The questions that come freely from her mouth in between sobs and gasps for air… there are no answers for why? There are only prayers of peace and the occasional song in Swahili.
“Hata milele, Yesu ni bwana” (also in Heaven, Jesus is Lord).
“Sifa bwana. Alleluia. Sifa bwana. Amen. Alleluia, amen” (Glory to God. Alleluia. Glory to God. Amen)
When the singing started, it was one of the most beautiful sounds I’d ever heard (and singing here is regularly amazing). It was a much older woman outside (probably about 70-90 people where outside) who started the song. She sang the first line of the song and every one joined in on the chorus; my body was covered with chills. It was so angelic. I wished I had a recording of just the audio for that moment… I feel like it gave me a fraction of a percent of how beautiful it will sound in heaven. Such simple words sung over and over again in unison and a mix of melodies and harmonies that can’t help but cover you with joy and peace. Even in the most tragic of situations.
Tomorrow, all of our staff and many of the members of our church will go to the funeral to bury this beautiful baby girl who died – from our viewpoint – way too soon. In the past 24 hours, Baby Gloria has died, my great-aunt Gloria has died, papa Jean-Paul’s (director of programs) brother in law and papa Pascal (also staff) lost a family member. It feels like we have been surrounded by death. This too will pass.

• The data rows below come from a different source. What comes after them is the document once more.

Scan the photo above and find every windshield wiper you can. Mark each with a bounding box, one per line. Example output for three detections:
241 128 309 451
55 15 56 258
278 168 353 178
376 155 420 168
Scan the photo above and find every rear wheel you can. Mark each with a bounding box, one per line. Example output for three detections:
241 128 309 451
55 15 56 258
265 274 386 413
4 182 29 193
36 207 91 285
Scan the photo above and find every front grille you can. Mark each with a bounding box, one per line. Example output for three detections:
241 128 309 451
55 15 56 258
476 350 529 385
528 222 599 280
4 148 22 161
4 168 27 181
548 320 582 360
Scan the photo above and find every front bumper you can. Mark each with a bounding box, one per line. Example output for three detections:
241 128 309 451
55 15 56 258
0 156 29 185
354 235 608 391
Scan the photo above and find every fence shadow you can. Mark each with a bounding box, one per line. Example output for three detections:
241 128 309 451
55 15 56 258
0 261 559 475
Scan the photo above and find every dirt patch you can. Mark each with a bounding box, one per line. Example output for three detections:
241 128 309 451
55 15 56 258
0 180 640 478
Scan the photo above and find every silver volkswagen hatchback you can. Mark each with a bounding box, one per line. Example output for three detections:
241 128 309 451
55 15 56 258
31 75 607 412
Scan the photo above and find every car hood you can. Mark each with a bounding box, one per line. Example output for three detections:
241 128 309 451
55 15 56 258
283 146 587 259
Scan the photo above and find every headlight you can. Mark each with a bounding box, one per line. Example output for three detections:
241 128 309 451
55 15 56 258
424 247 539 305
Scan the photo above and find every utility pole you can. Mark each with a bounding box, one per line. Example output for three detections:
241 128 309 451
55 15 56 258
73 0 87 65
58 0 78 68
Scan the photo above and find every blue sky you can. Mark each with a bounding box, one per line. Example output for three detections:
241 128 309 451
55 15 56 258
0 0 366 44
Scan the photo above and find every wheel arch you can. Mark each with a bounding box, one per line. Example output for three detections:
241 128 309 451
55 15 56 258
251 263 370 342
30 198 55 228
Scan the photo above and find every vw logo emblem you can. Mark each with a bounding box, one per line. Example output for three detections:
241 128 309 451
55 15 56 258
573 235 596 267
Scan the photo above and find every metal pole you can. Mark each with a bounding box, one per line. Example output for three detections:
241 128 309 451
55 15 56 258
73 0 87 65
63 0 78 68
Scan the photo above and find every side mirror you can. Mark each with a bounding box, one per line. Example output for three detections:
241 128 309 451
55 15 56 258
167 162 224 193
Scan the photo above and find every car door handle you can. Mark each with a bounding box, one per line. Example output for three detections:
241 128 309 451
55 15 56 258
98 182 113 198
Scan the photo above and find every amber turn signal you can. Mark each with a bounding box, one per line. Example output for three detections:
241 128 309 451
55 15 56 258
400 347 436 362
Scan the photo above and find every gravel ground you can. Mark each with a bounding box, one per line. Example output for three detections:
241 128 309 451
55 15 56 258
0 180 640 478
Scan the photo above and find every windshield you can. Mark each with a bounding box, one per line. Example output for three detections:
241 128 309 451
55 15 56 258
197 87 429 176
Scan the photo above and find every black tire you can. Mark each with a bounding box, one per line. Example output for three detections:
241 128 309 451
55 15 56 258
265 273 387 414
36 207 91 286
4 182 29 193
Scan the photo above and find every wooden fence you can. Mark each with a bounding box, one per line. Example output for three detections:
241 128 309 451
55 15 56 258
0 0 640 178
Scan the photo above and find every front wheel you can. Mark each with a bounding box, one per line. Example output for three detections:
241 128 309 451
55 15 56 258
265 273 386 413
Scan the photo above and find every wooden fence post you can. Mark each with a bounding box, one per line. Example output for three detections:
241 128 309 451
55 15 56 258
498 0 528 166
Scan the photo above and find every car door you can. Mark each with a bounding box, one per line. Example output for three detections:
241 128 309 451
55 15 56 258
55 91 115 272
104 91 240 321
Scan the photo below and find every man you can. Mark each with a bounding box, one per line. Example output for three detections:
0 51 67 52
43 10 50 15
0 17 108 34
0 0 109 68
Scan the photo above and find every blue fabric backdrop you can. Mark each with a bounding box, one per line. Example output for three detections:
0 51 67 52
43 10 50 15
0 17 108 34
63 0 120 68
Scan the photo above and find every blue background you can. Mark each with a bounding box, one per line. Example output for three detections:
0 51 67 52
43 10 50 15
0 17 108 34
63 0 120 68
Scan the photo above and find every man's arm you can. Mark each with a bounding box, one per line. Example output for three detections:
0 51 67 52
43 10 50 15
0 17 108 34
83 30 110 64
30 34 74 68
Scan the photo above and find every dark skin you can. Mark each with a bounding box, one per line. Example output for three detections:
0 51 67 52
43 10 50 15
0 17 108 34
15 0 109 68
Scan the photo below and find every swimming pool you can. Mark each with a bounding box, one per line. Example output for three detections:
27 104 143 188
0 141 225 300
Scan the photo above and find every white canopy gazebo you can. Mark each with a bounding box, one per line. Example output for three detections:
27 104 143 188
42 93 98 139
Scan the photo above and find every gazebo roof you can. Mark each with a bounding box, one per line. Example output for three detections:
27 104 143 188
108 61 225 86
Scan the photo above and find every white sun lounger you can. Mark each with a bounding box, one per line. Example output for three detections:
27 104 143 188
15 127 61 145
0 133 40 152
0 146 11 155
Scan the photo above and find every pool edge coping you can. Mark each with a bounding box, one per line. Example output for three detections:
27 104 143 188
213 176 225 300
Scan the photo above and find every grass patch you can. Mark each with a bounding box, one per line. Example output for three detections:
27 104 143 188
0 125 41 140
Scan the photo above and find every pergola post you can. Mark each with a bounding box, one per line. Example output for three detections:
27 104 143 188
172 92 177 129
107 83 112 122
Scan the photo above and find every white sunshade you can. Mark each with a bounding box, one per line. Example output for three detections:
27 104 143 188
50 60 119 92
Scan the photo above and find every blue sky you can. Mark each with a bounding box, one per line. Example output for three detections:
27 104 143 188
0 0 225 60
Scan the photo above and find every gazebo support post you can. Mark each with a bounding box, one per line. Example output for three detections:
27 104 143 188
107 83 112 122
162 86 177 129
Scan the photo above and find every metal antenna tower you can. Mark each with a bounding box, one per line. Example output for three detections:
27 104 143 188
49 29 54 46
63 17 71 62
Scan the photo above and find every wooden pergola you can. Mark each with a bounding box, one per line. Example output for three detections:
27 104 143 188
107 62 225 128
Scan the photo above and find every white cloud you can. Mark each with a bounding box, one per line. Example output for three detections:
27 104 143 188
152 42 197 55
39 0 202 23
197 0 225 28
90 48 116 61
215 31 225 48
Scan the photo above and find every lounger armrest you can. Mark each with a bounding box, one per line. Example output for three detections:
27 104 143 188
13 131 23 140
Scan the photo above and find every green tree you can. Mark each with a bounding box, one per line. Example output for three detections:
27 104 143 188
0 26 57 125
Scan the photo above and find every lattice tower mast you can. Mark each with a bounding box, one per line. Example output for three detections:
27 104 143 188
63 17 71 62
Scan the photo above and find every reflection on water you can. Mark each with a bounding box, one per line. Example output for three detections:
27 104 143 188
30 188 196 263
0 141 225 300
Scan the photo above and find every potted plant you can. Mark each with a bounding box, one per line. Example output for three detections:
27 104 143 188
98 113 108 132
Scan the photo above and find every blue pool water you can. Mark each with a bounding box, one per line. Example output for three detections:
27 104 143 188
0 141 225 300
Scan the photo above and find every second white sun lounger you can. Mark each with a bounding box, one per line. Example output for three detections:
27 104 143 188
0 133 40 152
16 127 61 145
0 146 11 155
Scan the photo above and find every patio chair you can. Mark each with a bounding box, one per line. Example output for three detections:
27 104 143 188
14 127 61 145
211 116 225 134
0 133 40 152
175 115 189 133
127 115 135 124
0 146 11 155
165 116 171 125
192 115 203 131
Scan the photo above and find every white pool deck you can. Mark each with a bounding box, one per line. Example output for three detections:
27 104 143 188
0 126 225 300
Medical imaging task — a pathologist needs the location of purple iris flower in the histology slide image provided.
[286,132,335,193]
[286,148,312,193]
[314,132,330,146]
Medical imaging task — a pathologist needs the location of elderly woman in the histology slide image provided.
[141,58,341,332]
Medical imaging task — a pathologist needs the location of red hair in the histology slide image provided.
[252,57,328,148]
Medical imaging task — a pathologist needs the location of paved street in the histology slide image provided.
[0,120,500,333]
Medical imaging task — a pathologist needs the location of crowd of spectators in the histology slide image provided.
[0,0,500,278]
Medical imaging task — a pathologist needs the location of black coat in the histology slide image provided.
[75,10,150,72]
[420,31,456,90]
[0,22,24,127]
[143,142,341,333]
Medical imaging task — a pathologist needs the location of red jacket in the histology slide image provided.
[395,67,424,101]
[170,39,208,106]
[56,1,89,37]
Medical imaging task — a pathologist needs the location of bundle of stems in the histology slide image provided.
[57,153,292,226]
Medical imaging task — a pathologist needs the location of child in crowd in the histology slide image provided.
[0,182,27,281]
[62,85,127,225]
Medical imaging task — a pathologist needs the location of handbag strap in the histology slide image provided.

Choosing joy with much love from Congo,
*The staff at UJN never ceases to amaze me. Staff that didn’t even work for the school, who didn’t even know Gloria…they selflessly sit outside in the heat for hours on a Saturday to show support as a unified organization for a family many of them didn’t even know. Tomorrow, staff and many church members will go together to the funeral to and have all put money together to give a gift to the family. I’m so proud to say “Mina tumikaka APA!!” (I work here!)